I have an unbalanced Pandas MultiIndex DataFrame where each row stores a firm-year observation. Sample period (variable year) ranges from 2013 to 2017. The dataset includes variable event, which is set to 1 if an event happens in a given year.
Sample dataset:
#Create dataset
import pandas as pd
df = pd.DataFrame({'id' : [1,1,1,1,1,2,2,2,2,3,3,4,4,4,5,5,5,5],
'year' : [2013,2014,2015,2016,2017,2014,2015,2016,2017,
2016,2017,2013,2014,2015,2014,2015,2016,2017],
'event' : [1,0,0,0,0,0,0,1,0,1,0,0,1,0,0,0,0,1]})
df.set_index(['id', 'year'], inplace = True)
df.sort_index(inplace = True)
I would like to create a new column status based on existing column event as follows: whenever the event happens for the first time in column event the value of status column should change from 0 to 1 for all subsequent years (including the year the event happens).
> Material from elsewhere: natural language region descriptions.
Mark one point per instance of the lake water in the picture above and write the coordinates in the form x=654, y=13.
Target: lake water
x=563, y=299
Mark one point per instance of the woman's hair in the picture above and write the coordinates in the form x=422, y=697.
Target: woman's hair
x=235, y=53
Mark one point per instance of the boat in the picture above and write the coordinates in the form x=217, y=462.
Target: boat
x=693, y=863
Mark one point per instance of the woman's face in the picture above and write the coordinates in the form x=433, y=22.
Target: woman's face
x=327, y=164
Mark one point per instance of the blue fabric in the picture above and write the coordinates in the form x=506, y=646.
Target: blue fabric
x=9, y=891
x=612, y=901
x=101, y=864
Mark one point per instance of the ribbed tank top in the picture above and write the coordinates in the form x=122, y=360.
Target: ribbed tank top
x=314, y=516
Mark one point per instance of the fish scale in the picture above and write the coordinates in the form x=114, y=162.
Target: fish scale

DataFrame with expected variable status:
event status
id year
1 2013 1 1
2014 0 1
2015 0 1
2016 0 1
2017 0 1
2 2014 0 0
2015 0 0
2016 1 1
2017 0 1
3 2016 1 1
2017 0 1
4 2013 0 0
2014 1 1
2015 0 1
5 2014 0 0
2015 0 0
2016 0 0
2017 1 1
I haven't found any useful solutions so far, so any advice would be much appreciated. Thanks!